While on 32-bit ARM and i386 we only copy in 24 bytes into the args array, the format string ends up reading 48 bytes from the args array since the %llx format string is eight bytes on both 32-bit and 64-bit systems. Thus, 24 bytes of uninitialized stack memory end up getting output, which could lead to a KASLR bypass.
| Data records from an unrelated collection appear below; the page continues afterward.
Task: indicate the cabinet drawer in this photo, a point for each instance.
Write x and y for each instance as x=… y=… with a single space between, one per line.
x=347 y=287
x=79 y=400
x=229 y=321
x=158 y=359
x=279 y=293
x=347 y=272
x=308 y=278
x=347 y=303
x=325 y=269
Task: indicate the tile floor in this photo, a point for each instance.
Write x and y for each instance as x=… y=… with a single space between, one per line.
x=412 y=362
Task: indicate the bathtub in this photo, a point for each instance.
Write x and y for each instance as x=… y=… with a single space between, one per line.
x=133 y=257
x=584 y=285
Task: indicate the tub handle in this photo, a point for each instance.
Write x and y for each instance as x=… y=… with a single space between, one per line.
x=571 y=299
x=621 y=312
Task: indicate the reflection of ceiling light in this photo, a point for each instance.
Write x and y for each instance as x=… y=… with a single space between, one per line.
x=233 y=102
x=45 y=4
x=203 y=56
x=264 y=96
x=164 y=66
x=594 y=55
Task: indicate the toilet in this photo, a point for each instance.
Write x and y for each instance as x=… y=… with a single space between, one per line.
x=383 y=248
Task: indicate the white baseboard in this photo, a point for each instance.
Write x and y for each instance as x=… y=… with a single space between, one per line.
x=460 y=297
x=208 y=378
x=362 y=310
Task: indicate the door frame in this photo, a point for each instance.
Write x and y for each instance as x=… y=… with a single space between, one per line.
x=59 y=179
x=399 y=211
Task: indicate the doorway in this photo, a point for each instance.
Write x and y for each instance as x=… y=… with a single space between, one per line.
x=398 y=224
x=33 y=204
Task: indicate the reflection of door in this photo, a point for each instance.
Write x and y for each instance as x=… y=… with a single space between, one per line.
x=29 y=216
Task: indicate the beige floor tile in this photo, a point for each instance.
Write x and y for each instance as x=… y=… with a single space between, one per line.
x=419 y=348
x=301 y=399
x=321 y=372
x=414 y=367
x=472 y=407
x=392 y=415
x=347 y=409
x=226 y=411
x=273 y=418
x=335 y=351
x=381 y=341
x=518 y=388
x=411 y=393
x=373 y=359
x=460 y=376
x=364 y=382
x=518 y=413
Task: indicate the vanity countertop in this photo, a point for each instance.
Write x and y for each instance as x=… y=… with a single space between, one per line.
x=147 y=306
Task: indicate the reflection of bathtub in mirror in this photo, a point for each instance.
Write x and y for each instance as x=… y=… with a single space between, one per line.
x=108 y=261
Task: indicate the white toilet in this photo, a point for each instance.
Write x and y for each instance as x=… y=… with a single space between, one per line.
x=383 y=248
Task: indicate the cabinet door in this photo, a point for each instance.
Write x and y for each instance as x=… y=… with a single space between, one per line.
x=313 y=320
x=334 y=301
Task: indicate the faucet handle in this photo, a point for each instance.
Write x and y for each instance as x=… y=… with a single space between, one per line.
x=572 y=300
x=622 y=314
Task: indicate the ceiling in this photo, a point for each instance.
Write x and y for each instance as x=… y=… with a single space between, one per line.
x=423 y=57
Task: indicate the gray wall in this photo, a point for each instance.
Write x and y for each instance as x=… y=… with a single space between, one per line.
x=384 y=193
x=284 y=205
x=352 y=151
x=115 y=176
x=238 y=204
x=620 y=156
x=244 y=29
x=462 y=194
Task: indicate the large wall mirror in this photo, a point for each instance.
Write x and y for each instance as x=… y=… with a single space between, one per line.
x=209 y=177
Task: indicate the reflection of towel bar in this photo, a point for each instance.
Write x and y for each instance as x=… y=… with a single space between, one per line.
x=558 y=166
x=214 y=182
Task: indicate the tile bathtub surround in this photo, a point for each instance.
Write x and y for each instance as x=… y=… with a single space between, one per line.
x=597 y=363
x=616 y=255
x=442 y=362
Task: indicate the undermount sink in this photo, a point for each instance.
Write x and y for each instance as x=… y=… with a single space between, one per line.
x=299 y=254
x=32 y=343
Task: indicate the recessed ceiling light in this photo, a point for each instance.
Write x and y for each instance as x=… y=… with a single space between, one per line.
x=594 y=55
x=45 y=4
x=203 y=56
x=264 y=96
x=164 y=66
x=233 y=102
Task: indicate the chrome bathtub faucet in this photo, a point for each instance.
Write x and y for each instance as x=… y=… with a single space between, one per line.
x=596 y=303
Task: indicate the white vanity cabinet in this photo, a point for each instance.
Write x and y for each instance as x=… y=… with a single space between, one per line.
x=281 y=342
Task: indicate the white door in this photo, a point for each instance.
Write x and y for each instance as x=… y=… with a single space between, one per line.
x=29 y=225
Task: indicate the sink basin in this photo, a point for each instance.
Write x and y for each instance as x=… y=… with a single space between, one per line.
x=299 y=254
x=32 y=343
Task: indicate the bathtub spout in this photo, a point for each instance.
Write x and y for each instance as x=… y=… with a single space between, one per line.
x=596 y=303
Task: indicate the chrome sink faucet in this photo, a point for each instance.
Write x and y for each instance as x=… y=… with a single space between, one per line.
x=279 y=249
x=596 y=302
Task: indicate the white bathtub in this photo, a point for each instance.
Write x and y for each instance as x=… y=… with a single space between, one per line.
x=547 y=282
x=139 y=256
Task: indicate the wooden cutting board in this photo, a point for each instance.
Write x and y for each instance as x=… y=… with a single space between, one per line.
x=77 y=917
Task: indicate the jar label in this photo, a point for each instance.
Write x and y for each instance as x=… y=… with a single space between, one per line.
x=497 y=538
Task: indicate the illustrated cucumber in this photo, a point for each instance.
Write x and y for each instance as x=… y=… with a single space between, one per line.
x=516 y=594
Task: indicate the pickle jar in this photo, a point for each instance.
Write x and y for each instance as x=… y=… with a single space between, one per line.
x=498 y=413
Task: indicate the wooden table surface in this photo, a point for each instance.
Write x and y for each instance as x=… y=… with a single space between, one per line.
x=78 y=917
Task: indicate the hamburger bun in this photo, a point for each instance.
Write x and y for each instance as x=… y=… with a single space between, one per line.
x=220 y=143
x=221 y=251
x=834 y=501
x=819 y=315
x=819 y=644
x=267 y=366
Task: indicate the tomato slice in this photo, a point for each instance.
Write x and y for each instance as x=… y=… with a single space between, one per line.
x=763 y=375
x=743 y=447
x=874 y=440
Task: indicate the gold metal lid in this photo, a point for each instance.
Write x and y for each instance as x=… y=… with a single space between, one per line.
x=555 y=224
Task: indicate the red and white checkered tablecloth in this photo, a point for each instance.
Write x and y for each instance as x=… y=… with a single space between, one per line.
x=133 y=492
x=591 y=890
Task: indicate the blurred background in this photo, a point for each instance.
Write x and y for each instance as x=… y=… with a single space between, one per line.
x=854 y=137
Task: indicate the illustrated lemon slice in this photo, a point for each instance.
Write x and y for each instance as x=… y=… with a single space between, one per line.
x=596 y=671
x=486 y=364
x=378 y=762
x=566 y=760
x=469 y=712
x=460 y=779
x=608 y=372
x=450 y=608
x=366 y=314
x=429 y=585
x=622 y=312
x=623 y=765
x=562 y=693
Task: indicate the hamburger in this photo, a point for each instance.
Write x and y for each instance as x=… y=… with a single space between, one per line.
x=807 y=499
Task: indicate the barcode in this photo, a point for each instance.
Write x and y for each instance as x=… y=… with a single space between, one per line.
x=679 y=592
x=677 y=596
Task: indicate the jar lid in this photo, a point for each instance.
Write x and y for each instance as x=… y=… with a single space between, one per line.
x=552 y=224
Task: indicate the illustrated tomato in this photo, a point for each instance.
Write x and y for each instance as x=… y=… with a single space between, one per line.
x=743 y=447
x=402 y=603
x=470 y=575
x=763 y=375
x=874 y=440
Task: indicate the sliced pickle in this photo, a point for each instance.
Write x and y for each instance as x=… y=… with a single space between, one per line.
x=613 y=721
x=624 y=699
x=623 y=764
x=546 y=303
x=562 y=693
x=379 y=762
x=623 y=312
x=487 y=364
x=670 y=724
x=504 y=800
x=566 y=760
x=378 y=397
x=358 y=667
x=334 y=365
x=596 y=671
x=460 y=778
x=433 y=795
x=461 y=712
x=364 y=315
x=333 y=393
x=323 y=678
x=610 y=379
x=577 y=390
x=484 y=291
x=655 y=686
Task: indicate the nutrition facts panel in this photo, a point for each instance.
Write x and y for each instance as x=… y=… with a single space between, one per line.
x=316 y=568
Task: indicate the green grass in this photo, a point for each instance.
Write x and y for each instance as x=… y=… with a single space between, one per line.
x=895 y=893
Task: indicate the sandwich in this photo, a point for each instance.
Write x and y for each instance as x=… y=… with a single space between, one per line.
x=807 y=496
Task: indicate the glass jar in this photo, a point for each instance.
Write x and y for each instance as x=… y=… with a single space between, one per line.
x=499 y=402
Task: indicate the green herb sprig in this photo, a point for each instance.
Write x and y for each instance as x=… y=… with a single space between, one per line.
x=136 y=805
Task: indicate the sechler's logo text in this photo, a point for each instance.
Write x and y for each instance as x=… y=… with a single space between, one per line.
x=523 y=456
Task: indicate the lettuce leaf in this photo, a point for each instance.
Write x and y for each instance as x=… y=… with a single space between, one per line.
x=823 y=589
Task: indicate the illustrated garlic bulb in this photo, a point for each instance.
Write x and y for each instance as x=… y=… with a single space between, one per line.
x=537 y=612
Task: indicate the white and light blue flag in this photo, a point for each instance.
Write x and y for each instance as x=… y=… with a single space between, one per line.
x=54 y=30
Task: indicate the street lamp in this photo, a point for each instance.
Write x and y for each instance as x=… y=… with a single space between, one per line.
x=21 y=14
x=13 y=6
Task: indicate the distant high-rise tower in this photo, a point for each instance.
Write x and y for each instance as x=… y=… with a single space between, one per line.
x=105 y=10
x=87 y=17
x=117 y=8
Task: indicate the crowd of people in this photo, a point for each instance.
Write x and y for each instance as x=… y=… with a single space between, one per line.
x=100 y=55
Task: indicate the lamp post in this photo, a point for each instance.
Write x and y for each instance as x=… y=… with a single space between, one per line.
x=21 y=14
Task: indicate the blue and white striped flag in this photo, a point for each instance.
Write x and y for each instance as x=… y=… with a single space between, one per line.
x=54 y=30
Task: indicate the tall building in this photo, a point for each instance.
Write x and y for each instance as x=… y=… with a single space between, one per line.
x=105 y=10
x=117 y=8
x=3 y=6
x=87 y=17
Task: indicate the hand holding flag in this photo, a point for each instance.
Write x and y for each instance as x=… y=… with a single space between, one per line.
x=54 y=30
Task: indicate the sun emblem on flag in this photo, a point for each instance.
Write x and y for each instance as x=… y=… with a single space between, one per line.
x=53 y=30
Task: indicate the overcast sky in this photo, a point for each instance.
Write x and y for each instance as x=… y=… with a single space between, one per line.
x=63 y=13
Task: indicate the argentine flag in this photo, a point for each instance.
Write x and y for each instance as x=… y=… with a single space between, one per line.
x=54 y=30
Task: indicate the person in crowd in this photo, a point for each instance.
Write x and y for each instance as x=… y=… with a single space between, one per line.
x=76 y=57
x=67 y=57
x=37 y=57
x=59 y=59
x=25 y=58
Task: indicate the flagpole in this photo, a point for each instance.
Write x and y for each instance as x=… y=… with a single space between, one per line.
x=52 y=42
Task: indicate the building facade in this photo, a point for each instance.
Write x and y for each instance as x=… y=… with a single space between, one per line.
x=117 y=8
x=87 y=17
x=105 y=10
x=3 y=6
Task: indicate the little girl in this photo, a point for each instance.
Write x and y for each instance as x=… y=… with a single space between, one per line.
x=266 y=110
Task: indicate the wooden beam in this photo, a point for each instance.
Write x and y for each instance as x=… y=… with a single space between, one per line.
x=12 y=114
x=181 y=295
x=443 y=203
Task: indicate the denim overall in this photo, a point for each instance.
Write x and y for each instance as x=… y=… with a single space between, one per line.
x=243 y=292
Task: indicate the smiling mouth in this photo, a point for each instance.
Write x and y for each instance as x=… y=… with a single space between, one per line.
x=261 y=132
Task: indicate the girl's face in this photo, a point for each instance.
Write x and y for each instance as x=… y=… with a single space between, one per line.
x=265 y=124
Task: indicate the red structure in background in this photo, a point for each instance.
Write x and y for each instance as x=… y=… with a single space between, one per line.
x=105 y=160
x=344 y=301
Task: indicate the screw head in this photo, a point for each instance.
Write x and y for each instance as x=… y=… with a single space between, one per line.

We first discovered this issue on the Azure Sphere device (version 20.10), a 32-bit ARM device that runs a patched Linux kernel:

> uname -a
Linux (none) 5.4.66-mt3620-azure-sphere #1 Fri Oct 2 20:28:48 UTC 2020 armv7l GNU/Linux
> cat /proc/self/syscall
0 0x300000001 0x100000000000000 0x1000000 0xc0201900c0009d84 0xbf8752f100000004 0x1000c0201900 0xbee4bd28 0x962c8d0c

Indeed, we can see addresses (0xc0201900, 0xc0009d84) that reference the kernel space. If we proceed to cat out this entry during reboot:

> cat /proc/self/syscall
0 0x300000001 0x100000000000000 0x1000000 0xc0201900 0xbf8752e7bf88c041 0x1000c0201900 0xbeef0d28 0x888cbd0c
> cat /proc/self/syscall
0 0x300000001 0x100000000000000 0x1000000 0xc0009d84 0x400cc0c0127900 0xc0169db0a0000013 0xbef3bd28 0x8f1c9d0c
> cat /proc/self/syscall
0 0x300000001 0x100000000000000 0x1000000 0xc0201900c0009d84 0xbf8752f100000004 0x1000c0201900 0xbebd3d28 0x457c7d0c

We can see above that the memory does indeed change (depending on what all else is going on in the kernel).
Lastly, if we cat out two different processes’ /proc/pid/syscall (during a period of inactivity) we can see the same 24 bytes of data leaked from the kernel stack:

> cat /proc/22/syscall
0 0xbedeb04000000003 0xbedeb03c 0x0 0xc0201900c0009d84 0xbf8752f100000004 0x1000c0201900 0xbede9d70 0x34cc93a6
> cat /proc/self/syscall
0 0x300000001 0x100000000000000 0x1000000 0xc0201900c0009d84 0xbf8752f100000004 0x1000c0201900 0xbeeaed28 0x52acbd0c

In general, to trigger this memory leak more frequently, it’s enough to execute these commands in different shells:

# echo 0 > /proc/sys/kernel/randomize_va_space        # only needed for a cleaner output
$ while true; do cat /proc/self/syscall; done | uniq  # waits for changes
$ while true; do free &>/dev/null; done               # triggers changes

For root cause, we posit that commit 631b7abacd02b88f4b0795c08b54ad4fc3e7c7c0 introduced this issue, meaning that this issue has been present since v5.1-rc4.

Timeline

2020-11-25 - Vendor Disclosure
2020-12-03 - Patch merged
2020-02-17 - Talos follow-up
2020-02-17 - Maintainer confirms that patch merged on 2020-12-03
2021-04-27 - Public Disclosure

Credit

Discovered by Lilith >_> and Claudio Bozzato of Cisco Talos.